Case-Based Approach for the Management of Rheumatic Diseases - Episode 10
Transcript: Madelaine A. Feldman, MD: If the question is how often we change from an originator to a biosimilar, I think we realize that they work very similarly. So if the originator or the reference product biologic is not working, I don’t envision many rheumatologists switching to a biosimilar. We don’t expect it to work any worse, but we don’t expect it to work any better. Switching from originators to biosimilars does happen, but generally that happens because of third-party considerations.

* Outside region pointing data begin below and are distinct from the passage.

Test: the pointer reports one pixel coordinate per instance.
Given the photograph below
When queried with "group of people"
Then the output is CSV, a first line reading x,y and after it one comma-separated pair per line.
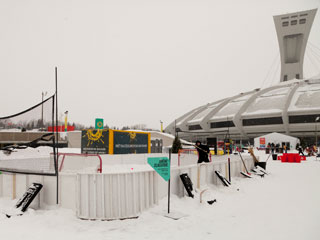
x,y
275,147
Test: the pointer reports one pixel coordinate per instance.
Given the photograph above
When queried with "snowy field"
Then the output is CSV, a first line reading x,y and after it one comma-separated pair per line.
x,y
283,205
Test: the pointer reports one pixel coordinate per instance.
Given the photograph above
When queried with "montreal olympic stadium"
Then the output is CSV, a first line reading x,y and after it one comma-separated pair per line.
x,y
291,107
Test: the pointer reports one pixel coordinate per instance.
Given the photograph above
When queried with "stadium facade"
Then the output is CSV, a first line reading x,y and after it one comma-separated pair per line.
x,y
291,107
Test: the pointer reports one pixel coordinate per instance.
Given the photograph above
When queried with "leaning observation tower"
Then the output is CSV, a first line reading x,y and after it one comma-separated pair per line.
x,y
291,107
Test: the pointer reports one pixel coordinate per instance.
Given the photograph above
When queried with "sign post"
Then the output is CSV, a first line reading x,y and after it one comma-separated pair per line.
x,y
99,123
162,166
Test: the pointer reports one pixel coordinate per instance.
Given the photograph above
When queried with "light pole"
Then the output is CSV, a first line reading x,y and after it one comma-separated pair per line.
x,y
66,121
317,119
161,125
43,95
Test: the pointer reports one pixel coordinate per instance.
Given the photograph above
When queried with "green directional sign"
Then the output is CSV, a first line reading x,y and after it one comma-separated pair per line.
x,y
161,165
99,123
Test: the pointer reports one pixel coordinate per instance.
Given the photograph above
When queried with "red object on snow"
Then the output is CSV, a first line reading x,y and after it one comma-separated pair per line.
x,y
291,157
60,128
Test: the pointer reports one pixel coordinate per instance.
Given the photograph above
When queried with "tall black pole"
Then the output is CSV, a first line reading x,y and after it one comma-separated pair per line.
x,y
169,181
57,135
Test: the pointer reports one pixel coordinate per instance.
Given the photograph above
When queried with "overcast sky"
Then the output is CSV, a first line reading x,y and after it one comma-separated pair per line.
x,y
139,61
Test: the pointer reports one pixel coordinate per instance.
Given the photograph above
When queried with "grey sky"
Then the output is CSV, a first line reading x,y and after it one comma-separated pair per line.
x,y
136,61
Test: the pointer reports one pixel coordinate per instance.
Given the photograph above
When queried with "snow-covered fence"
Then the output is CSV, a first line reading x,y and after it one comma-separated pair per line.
x,y
116,196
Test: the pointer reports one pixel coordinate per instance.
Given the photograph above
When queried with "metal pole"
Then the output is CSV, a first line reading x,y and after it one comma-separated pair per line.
x,y
316,137
229,167
42,111
169,181
57,135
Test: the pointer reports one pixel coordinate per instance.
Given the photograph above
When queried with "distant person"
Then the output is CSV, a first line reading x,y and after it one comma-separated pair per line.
x,y
272,148
203,152
285,149
300,150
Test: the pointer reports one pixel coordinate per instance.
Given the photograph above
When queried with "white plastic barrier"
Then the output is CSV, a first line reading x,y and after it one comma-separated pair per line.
x,y
116,196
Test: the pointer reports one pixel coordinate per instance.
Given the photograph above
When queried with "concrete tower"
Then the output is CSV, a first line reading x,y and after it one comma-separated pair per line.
x,y
293,31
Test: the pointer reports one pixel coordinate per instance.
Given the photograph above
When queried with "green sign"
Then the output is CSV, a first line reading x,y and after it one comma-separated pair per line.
x,y
161,165
99,123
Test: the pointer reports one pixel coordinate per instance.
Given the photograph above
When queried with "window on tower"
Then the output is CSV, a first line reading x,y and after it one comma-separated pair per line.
x,y
302,21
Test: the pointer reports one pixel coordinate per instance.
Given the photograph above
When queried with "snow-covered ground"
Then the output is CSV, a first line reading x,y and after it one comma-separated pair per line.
x,y
283,205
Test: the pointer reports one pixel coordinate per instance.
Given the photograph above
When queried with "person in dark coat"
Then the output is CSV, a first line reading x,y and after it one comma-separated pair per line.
x,y
203,152
300,150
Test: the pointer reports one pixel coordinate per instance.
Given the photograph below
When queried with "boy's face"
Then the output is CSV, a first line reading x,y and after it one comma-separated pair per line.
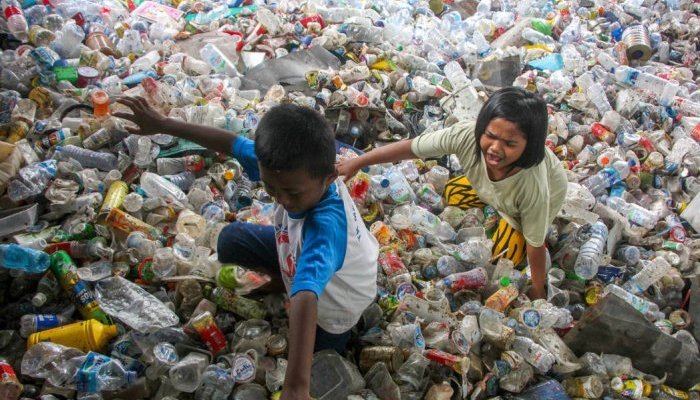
x,y
294,189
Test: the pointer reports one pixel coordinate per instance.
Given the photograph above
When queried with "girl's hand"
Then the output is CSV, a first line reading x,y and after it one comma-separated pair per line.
x,y
347,168
147,118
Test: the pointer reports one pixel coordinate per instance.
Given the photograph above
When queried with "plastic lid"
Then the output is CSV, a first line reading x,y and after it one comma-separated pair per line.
x,y
39,299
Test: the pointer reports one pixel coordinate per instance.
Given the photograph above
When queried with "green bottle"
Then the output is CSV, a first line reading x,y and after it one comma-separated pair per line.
x,y
239,305
65,271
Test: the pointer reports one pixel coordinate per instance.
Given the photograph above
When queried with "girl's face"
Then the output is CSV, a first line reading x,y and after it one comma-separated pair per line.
x,y
502,144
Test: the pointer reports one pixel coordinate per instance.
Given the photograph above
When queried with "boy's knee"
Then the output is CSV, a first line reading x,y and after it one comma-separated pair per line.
x,y
225,245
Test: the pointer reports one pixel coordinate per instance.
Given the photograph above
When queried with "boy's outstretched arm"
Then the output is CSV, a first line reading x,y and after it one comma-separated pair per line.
x,y
302,336
150,122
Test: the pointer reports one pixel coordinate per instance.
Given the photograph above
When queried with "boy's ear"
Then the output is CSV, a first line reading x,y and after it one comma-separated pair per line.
x,y
330,178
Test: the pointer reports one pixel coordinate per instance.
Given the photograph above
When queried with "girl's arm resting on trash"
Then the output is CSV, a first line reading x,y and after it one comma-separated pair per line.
x,y
302,336
150,121
389,153
537,258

If a patient can get the benefit of lower cost from a biosimilar and there is a question of starting them on a higher-priced originator or a lower-priced biosimilar, I will always, and I think this is the tendency among rheumatologists, go with the drug that costs the patient the least. If it’s an infusion that doesn’t necessarily cost the physician or the insurance company the least, but if the patient can benefit from a lower price or a lower cost-share with a biosimilar, all things being equal with the reference product and the biosimilar, I think rheumatologists would choose the lower-cost alternative.

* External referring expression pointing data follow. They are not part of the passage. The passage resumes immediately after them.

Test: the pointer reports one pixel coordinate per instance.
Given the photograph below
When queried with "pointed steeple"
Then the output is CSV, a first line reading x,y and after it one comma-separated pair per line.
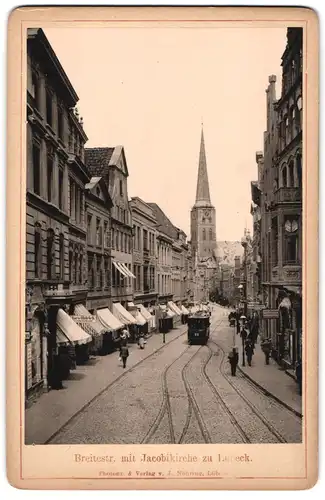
x,y
202,188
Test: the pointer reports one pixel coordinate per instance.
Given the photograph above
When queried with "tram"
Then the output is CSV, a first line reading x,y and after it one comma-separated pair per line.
x,y
198,328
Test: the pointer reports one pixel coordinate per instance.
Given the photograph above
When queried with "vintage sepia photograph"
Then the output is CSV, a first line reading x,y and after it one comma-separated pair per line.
x,y
164,236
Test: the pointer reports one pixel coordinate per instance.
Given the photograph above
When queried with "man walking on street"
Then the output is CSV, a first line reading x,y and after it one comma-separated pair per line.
x,y
233,360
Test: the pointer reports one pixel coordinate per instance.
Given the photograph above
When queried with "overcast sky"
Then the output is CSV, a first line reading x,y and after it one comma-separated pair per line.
x,y
149,90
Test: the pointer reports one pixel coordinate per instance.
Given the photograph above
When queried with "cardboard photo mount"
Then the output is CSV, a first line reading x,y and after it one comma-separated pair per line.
x,y
274,467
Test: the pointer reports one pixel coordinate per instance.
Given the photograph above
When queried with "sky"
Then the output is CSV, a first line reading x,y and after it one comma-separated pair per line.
x,y
150,89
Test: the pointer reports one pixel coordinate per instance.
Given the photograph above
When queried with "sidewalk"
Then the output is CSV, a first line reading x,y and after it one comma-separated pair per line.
x,y
270,378
53,409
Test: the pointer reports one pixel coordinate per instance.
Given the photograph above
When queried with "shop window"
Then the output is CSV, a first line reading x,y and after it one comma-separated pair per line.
x,y
50,254
38,251
49,178
61,189
49,110
291,181
37,169
61,256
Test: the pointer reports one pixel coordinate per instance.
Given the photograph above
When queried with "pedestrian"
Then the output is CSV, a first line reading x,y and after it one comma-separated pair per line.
x,y
124,353
233,360
299,376
249,349
254,327
266,348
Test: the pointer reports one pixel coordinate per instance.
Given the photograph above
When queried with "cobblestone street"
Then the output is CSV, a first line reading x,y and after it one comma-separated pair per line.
x,y
185,394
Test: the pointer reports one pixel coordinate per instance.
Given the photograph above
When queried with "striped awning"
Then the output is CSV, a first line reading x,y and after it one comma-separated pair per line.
x,y
87,321
68,332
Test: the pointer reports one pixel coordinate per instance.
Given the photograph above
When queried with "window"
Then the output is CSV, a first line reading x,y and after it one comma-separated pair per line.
x,y
36,169
99,235
49,111
89,233
61,256
81,262
35,89
99,273
90,271
60,123
49,177
284,177
299,172
106,235
117,238
291,241
274,243
113,275
70,265
291,181
50,254
145,240
38,250
60,188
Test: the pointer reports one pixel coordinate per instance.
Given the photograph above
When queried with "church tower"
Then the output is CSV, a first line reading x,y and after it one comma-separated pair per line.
x,y
203,216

I’ve never been forced to switch from a biosimilar to an originator. There are formularies that are coming out now where the biosimilar may be preferred over the originator. Therefore, the patient will need to be switched to the biosimilar. I don’t think it’s been around long enough, at least in the formularies that my patients have been on, where the patient was on a biosimilar and then would have to switch back to the reference product. One would be preferred over the other at that point.
We don’t have any self-injectable biosimilars yet, so we’re really looking at provider-administered drugs at this point. I have not come across any formularies that have switched from a biosimilar to a reference product as of yet. I’m sure it will happen.